Cosmos Continues to Soar
The expansion of the Cosmos network is continuing, and this factor appears to draw purchasers to ATOM. Since reaching a low of $5.50 on June 18th, the alternative token has seen a price increase of 137.5%. During the time that this post was being published, the alternative token surpassed $16.
As potential long-term bullish factors for the Cosmos (ATOM) price, market analysts strongly encourage participants to keep an eye on the imminent introduction of liquidity staking, ATOM's utilization as stablecoin minting collateral, the launch of Cosmos Hub2.O, and the ultimate rebirth on DeFi.

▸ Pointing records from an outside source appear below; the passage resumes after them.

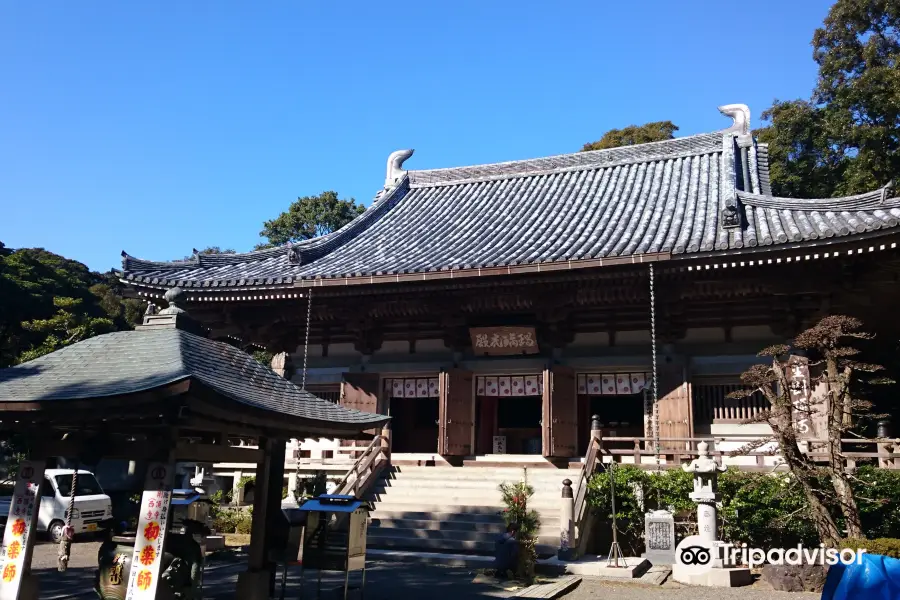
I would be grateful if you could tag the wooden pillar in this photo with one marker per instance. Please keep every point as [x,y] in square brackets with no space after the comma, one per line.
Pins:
[386,441]
[18,581]
[674,410]
[559,416]
[255,583]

Buy rumors and sell news, or buy on a dip?
The transition to PoS appears to have been successful, despite the fact that the current price of Ethereum is far lower than what ETH bulls and Merge enthusiasts had thought it would be. And the anticipated rewards will probably make bullish actions more appealing as time goes on.
The creator of Jarvis Labs, Ben Lilly, indicated that investors in Ethereum may have something to look forward to in the coming days. He also mentioned that the mining industry is still the biggest factor that has the potential to cause crazed activity. He asked participants in the market to take a deep breath, avoid making too emotional decisions, and wait for possible results.
It's possible that in the future, ETH may go through a supply shock before perhaps going through a deflationary phase. Staking protects the platform while simultaneously guaranteeing a return on any tokens that are deposited. In a market that is declining, it may be more profitable to source a yield that is both predictable and risk-free. Lilly believes that it will take some time for the excitement around Merge to die down and for market participants to begin taking advantage of the potential benefits that Ethereum's PoS could provide.
What about bitcoins (BTC)?
In the most recent sessions, Bitcoin has not experienced any noteworthy events. The price of the most popular cryptocurrency has been stuck in a range from $17.6K to $24.4K for the past three months. In addition, the 200-day moving average as well as the resistance line that stretched from BTC's November (from the previous year) peak of $69K limited all rallies from every range peak since March 29.
Despite the fact that prolonged consolidation inside the current range may be bullish for alternative cryptocurrencies, macro tensions may continue to limit price movements in the equity and cryptocurrency markets. The scorching data on consumer prices released on September 12 could prompt the Federal Reserve to begin aggressively raising interest rates. And the potential knock-on effect on stocks may generate an even more acute spillover effect on the value of cryptocurrencies.
As a result, market participants continue to be risk-averse regarding the majority of digital coins. If the price continues to be rejected around the long-term downward trendline, combined with more $19K support retests, this might eventually lead to breakdowns below the yearly low.